Riscoprire tracce d’identità nella polvere e ricercare un senso nella realtà plurale ed effimera che l’uomo attraverso il linguaggio cerca invano di definire, sono alcune delle indagini condotte da Alice Mestriner (Treviso,1994) e Ahad Moslemi (Teheran, 1983), duo artistico che dal 2016, attraverso installazioni e performance, lavora sull’identità, il linguaggio e il tempo. 

Se vi trovate a Torino, potrete vedere le loro opere esposte allo spazio via Gulli 37 da giovedì 18 febbraio e se volete dare un contributo al loro lavoro, portategli della polvere, ne sono sempre alla ricerca!


Virginia Valle: Vi siete incontrati per la prima volta in Canada nel 2016. Come è nata la volontà di collaborare come duo artistico?

A. Mestriner, A. Moslemi: A volte capita di riconoscersi da lontano. Crediamo sia stata un’attrazione empatica. Entrambi stranieri in una terra lontana. Io (Ahad) stavo terminando i miei studi all’università dove Alice era venuta a fare il tirocinio nella galleria della stessa Università. Un giorno a causa di un progetto abbiamo fatto un viaggio a New York, nel quale abbiamo avuto modo di parlare e confrontarci molto. Due stranieri lontano da casa hanno molto da dirsi. L’arte, il viaggio e la scoperta sono state le cose che ci hanno uniti e ci portavano a creare progetti ed immaginari sorprendenti. Tornanti in Canada capitava di incontrarci spesso alle inaugurazioni delle mostre. Dopodiché i nostri incontri e i nostri scambi sono continuati e le conversazioni ci hanno portati a ripartire. Prima siamo andati a nord per incontrare i nativi Atikamegw a La Tuque, con la nostra cara amica Lorraine Beaulieu al tempo direttrice artistica della galleria. Poi, in un’avventura verso il dark side degli Stati Uniti, che ha portato alla generazione di un nostro progetto. Ecco il dialogo ci ha portati qui.

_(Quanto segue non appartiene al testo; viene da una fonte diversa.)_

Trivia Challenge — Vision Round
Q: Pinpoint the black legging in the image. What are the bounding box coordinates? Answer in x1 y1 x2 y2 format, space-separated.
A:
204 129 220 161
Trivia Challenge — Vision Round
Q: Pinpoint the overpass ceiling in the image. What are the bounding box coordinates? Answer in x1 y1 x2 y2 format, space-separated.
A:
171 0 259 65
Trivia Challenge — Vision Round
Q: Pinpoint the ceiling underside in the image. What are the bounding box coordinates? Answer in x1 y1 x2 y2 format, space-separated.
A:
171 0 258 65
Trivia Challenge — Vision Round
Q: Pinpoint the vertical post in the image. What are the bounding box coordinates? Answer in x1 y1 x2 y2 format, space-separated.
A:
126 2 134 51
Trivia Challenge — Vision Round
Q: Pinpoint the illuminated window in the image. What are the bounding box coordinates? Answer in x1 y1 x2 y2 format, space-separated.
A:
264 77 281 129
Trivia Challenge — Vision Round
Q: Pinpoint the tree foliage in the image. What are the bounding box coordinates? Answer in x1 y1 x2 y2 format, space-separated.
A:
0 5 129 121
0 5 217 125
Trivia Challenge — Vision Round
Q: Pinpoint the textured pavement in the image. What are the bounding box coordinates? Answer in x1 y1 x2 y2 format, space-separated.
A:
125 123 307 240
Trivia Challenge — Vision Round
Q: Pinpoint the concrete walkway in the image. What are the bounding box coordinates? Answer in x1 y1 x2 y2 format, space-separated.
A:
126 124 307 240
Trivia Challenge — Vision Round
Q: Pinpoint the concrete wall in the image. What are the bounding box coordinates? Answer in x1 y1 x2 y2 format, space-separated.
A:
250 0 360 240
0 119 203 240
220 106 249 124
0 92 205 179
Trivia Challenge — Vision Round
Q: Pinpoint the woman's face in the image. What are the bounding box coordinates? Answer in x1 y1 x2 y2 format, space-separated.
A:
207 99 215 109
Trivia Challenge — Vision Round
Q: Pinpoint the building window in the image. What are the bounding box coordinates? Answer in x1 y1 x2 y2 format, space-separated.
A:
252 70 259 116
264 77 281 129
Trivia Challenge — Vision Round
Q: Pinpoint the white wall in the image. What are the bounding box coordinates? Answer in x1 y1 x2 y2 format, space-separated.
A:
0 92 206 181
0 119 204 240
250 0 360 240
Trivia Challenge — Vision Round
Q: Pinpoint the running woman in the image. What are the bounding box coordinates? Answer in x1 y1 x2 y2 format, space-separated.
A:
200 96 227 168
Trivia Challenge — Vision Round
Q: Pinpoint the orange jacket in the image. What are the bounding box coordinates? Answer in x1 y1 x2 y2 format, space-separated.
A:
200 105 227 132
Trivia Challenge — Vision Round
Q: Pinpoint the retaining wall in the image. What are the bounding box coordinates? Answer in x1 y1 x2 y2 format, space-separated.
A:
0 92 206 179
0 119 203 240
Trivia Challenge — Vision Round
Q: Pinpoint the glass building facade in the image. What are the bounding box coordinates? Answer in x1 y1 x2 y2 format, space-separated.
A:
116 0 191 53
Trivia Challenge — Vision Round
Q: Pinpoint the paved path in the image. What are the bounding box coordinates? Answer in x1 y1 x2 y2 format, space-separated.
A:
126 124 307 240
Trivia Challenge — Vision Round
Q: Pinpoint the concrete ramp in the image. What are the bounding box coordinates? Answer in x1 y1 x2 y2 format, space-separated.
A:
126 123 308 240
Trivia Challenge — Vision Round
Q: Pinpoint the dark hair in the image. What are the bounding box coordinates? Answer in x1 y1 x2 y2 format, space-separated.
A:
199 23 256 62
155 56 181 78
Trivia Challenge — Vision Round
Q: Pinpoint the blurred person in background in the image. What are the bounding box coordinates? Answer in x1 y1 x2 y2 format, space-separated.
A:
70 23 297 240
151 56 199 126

V.V.: Uno dei temi cardine del vostro lavoro è la ricerca di senso all’interno di una società che seppur in continuo mutamento cerca senza sosta di definirsi. Come si concretizza questa ricerca?

A.M., A.M.: La parola senso porta con sé una domanda implicita e complementare –perché-. L’unione delle stesse compone e scompone il sistema mondo e tutte le sue manifestazioni.

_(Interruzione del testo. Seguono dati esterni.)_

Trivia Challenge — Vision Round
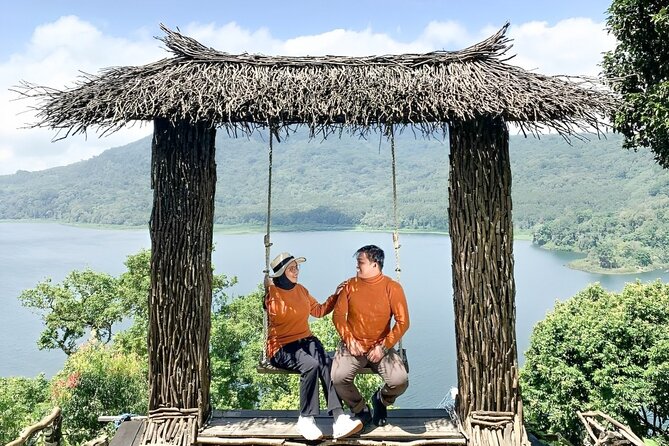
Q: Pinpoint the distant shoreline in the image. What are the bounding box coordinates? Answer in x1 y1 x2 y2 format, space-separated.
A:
0 219 669 275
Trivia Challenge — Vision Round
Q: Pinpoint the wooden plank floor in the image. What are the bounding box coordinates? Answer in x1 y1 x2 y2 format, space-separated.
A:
197 409 466 445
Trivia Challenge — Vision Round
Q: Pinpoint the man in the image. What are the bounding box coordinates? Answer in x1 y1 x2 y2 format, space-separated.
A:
331 245 409 426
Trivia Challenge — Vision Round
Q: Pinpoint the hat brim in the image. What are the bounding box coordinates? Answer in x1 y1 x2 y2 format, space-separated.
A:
269 257 307 279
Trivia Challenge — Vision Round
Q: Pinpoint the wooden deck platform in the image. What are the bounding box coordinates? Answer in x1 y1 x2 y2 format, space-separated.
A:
197 409 467 446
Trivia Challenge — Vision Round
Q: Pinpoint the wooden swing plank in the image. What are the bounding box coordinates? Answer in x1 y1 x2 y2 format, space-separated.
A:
256 349 409 375
198 409 466 445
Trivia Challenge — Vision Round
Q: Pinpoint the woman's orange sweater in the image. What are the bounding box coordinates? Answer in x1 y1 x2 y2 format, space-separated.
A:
265 283 337 358
332 274 409 352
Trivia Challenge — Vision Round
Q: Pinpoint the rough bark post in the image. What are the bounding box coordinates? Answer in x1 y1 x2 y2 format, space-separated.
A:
448 118 527 445
148 119 216 428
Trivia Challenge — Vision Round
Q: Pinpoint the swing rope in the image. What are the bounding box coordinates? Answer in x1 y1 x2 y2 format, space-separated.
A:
386 124 406 363
261 125 279 365
261 124 408 368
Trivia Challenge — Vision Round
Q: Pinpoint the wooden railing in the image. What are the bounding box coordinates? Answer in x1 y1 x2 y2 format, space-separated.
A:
6 407 62 446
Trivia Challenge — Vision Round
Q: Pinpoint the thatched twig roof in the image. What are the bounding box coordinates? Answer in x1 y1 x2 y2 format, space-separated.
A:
15 23 613 137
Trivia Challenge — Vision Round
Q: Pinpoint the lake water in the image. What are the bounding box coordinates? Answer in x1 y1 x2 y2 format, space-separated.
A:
0 222 669 408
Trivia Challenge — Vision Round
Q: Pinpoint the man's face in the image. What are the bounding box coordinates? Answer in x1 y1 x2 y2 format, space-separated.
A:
356 252 379 279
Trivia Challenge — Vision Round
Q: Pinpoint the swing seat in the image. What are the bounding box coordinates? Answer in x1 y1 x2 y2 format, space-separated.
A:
256 348 409 375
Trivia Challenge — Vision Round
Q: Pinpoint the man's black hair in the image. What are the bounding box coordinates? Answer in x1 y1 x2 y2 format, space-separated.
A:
355 245 386 270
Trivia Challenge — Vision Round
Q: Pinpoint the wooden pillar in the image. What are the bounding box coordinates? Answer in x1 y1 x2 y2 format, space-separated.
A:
148 119 216 425
448 118 527 445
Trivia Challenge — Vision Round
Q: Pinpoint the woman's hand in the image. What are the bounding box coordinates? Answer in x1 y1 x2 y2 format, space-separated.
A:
367 344 387 363
346 339 365 356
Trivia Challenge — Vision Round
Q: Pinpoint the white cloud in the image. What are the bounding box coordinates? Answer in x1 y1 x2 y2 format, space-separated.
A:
0 16 614 175
508 18 615 76
0 16 158 175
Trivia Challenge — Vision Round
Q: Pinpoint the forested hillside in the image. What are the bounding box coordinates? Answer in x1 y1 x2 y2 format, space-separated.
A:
0 131 669 269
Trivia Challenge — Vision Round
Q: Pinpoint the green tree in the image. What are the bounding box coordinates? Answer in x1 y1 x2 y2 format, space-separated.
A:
603 0 669 168
114 249 237 358
0 375 50 444
50 341 149 445
210 287 381 410
521 281 669 442
19 269 125 355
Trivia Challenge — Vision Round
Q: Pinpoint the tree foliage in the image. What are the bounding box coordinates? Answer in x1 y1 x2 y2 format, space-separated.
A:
521 282 669 442
0 375 49 444
50 341 149 445
19 269 126 355
211 287 381 410
603 0 669 168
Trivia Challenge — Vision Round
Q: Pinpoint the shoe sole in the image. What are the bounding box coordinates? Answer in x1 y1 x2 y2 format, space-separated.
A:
332 423 365 440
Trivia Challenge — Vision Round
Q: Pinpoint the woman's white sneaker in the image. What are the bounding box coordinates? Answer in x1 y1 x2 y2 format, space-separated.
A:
297 415 323 440
332 414 362 438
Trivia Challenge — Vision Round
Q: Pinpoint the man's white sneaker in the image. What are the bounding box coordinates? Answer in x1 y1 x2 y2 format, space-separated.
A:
332 414 362 438
297 415 323 440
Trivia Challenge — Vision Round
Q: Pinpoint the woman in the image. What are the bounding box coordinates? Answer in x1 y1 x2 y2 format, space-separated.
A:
265 252 362 440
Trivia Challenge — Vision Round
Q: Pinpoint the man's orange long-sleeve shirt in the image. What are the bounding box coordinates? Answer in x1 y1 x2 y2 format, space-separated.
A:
332 274 409 352
265 283 337 358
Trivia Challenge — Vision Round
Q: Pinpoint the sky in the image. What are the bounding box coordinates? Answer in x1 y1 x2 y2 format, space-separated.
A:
0 0 615 175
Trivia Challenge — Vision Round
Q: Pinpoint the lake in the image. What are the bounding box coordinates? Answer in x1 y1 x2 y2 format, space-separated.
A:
0 222 669 408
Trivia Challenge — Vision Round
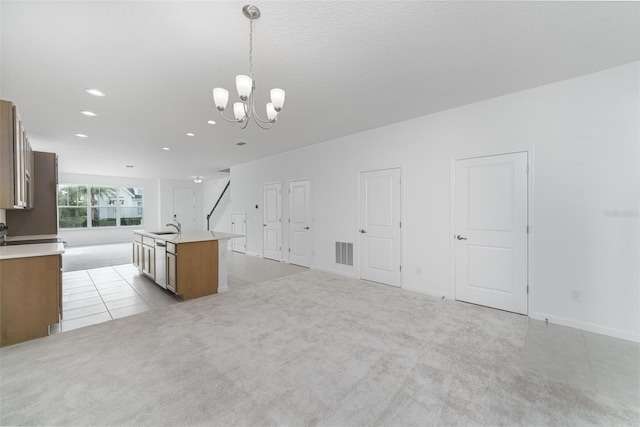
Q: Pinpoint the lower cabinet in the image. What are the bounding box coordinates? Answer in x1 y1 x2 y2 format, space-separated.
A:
133 233 219 300
142 236 156 279
167 252 178 294
0 255 62 346
133 241 142 270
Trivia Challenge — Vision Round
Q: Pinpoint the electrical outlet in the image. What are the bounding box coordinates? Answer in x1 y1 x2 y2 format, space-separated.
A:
570 290 582 302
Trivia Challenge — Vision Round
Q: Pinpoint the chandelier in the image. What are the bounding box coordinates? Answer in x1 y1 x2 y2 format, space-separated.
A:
213 4 284 129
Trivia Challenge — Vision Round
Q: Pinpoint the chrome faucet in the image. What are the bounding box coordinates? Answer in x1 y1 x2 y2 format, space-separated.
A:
165 221 182 234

Analizzare questo concetto è esattamente ciò che ci permette di prendere prima la rincorsa per poi tornare al punto. Il senso è un processo e un attivatore, perciò è il meccanismo che concretizza e da fisicità all’aspettualità del mondo e al suo schizofrenico comportamento. Il senso è inoltre illusione relativa a ogni individuo e a causa di questo relativismo l’uomo è costretto a vivere accanto ad un altro suo simile ma, che possiede un’illusione-relativa diversa. L’atmosfera che si genera è un campo di conflitti linguistici ed ermeneutici che plasmano una realtà altrettanto conflittuale. Ma il senso persiste, perché è un atto di resistenza al quale ciascuno di noi si relaziona in maniera culturale e cultuale e inoltre condotto dalle redini di un linguaggio arupico* con appannate direzioni, tutte vere e tutte effimere. La creazione, la rigenerazione e l’interpretazione continua dei significati e dei valori, -quindi del senso-, è un mero atto di vanità e di resistenza compiuto dall’uomo. La forma del senso è la polvere e nella polvere.

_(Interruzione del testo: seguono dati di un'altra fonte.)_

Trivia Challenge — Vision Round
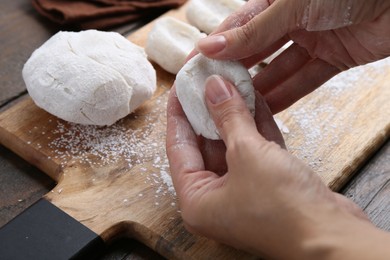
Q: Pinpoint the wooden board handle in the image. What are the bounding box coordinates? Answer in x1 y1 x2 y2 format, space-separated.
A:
0 199 105 259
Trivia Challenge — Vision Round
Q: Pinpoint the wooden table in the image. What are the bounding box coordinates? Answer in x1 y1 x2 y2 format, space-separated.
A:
0 0 390 259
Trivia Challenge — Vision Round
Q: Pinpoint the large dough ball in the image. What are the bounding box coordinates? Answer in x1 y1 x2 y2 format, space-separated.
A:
175 54 255 140
23 30 156 125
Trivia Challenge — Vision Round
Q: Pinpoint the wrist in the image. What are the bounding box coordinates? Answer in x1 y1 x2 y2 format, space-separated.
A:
294 203 390 259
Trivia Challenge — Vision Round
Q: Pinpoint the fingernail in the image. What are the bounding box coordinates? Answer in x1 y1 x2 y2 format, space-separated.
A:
205 75 232 104
196 35 226 54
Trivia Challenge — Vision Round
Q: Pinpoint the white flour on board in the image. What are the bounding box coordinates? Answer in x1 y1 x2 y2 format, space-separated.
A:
29 59 390 198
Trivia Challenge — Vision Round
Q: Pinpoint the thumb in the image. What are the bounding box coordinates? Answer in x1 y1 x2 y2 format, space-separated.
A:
196 0 304 60
205 75 259 146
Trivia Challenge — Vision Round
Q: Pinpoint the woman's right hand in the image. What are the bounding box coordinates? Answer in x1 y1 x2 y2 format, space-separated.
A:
197 0 390 113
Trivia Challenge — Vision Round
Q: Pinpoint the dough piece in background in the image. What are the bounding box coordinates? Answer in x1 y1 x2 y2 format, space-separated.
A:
175 54 255 140
23 30 156 126
145 17 206 74
186 0 246 34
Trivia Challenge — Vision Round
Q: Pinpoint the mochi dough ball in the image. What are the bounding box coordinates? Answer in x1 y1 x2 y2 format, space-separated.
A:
145 17 206 74
22 30 156 126
175 54 255 140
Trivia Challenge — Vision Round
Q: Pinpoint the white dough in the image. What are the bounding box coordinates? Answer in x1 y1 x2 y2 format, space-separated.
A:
186 0 246 34
175 54 255 140
23 30 156 125
145 17 206 74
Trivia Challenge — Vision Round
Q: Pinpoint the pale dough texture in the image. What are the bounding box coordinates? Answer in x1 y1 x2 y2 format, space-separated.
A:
175 54 255 140
23 30 156 126
186 0 246 34
145 17 206 74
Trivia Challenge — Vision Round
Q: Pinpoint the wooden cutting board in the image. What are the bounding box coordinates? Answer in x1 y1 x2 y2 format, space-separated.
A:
0 2 390 259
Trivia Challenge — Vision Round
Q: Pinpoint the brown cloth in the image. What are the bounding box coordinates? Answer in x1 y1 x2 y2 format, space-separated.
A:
32 0 186 29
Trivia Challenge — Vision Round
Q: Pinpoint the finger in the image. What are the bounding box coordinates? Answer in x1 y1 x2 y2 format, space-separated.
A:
166 86 212 194
264 59 340 114
255 92 286 148
205 75 266 147
197 0 303 60
210 0 270 35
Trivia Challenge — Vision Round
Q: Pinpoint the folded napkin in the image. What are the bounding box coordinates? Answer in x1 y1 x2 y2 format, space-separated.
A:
32 0 186 29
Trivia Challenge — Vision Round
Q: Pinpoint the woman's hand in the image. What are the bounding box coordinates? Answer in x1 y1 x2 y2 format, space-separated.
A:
167 76 371 258
197 0 390 113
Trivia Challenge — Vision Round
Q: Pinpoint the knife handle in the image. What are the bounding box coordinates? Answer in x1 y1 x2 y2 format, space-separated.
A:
0 199 105 260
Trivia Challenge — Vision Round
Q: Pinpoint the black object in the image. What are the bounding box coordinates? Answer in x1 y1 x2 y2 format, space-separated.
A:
0 199 105 260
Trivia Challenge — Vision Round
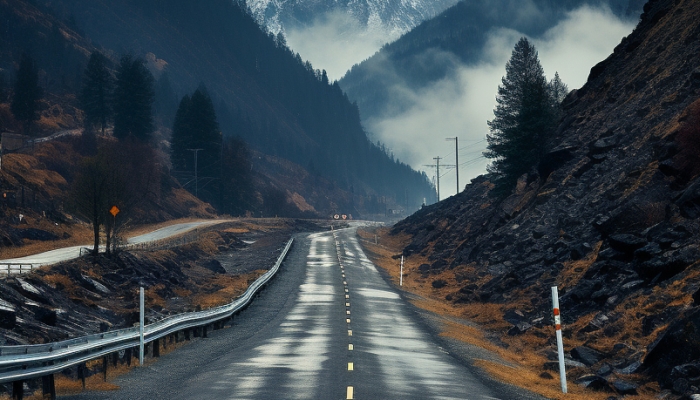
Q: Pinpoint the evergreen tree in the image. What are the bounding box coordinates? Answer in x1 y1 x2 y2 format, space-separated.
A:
170 95 194 171
80 52 114 135
114 55 155 141
549 72 569 120
10 54 44 135
170 86 223 201
153 71 178 126
219 138 256 215
484 38 555 193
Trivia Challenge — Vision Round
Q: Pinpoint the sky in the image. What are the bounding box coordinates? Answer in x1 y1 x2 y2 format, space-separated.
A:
286 9 401 81
287 6 636 199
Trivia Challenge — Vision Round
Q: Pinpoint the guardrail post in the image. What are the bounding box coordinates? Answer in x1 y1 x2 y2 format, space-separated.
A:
102 356 109 382
41 374 56 400
12 381 24 400
78 363 87 390
552 286 567 393
139 287 144 365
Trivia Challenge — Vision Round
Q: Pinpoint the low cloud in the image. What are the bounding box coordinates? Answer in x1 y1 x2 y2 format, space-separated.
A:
286 10 398 81
370 6 634 198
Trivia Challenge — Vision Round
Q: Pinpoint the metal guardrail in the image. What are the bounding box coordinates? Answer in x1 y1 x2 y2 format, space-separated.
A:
0 239 294 383
0 264 38 277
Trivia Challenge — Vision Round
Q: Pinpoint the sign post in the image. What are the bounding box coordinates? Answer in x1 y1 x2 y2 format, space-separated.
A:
552 286 566 393
139 287 144 365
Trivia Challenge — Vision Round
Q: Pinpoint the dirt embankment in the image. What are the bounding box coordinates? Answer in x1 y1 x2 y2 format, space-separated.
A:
0 219 320 345
358 228 660 400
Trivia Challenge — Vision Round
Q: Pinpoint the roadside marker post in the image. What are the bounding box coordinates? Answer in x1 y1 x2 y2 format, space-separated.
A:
552 286 567 393
139 287 144 365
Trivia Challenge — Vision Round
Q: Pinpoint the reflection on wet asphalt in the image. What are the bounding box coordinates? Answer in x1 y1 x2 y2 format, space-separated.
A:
63 229 533 400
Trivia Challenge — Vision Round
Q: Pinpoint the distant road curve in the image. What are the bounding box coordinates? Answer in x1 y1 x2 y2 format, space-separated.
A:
0 219 231 268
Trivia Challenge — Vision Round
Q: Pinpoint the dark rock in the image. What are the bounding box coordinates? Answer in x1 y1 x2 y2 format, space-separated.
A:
634 242 662 261
503 309 527 325
670 362 700 383
676 180 700 219
644 309 700 382
596 364 613 376
613 380 638 395
532 225 547 239
432 279 447 289
0 307 17 329
659 159 679 176
671 378 690 394
637 246 700 281
608 233 647 253
591 136 617 154
615 361 642 375
201 260 226 274
571 346 605 367
34 308 58 326
574 375 612 392
508 322 532 336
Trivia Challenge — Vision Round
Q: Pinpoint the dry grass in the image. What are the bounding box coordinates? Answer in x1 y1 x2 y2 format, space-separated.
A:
358 228 664 400
192 270 267 309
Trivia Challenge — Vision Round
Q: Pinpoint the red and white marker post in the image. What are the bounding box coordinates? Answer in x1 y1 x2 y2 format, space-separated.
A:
552 286 566 393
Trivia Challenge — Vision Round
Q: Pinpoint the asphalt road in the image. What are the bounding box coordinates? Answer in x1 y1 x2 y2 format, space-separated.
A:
61 228 536 400
0 220 227 267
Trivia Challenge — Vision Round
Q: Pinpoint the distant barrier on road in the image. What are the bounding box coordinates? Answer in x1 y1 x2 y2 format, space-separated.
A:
0 264 39 278
0 239 293 398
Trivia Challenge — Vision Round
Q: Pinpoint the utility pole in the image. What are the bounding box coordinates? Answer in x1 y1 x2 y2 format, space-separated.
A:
187 149 204 197
426 157 442 202
445 136 459 194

* L’arupa è una parola del linguaggio Hopi che significa l’informe, ovvero la potenzialità della vaghezza che lascia aperta la possibilità di comprendere e di creare.

V.V.: Il vostro interesse è anche orientato all’osservazione e all’analisi dei comportamenti individuali e collettivi, che vanno a costituire quella che può essere definita un’identità personale o sociale. Quest’indagine antropologica ha preso corpo in numerose opere, la prima che mi viene in mente è La tela di polvere (2020). Potete raccontare qualcosa di quest’opera e di come affrontate il tema dell’identità nei vostri lavori? 

A.M., A.M.: Questa tela è la creazione e la narrazione di un punto di sosta. Ovvero una pausa durante la quale si è invitati ad osservare e riflettere. È il luogo in cui viene esposto uno studio dei comportamenti e una messa in evidenza di quella che a nostro avviso è la condizione umana, costretta a vivere periodicamente e ciclicamente, a scansioni regolari, momenti colmi di nuove illusioni e periodi di totale disillusione. All’interno dei quali le nuove aspettative, le nuove definizioni e i nuovi ideali cadono a terra, nella gittata di una vana speranza nel futuro. La tela di polvere cerca di tessere insieme tutte le micro verità e i micro-mondi identificati e ritrovati nella polvere, costituiti dai singoli individui che generano la pluralità attuale. All’interno di questa tela sono intessute assieme diverse famiglie, identità e realtà. Ma, inevitabilmente il tempo è protagonista sia dell’opera che della sua stessa trasformazione. I fili tesi della struttura del telaio sono come le asticelle di un abaco, la cui unità di calcolo è il quantitativo di tempo passato e l’accumulo di un’archeologia di tracce e frammenti. Al suo interno non esiste una gerarchia, ma una mescolanza, un’esistenza e coesistenza di elementi. 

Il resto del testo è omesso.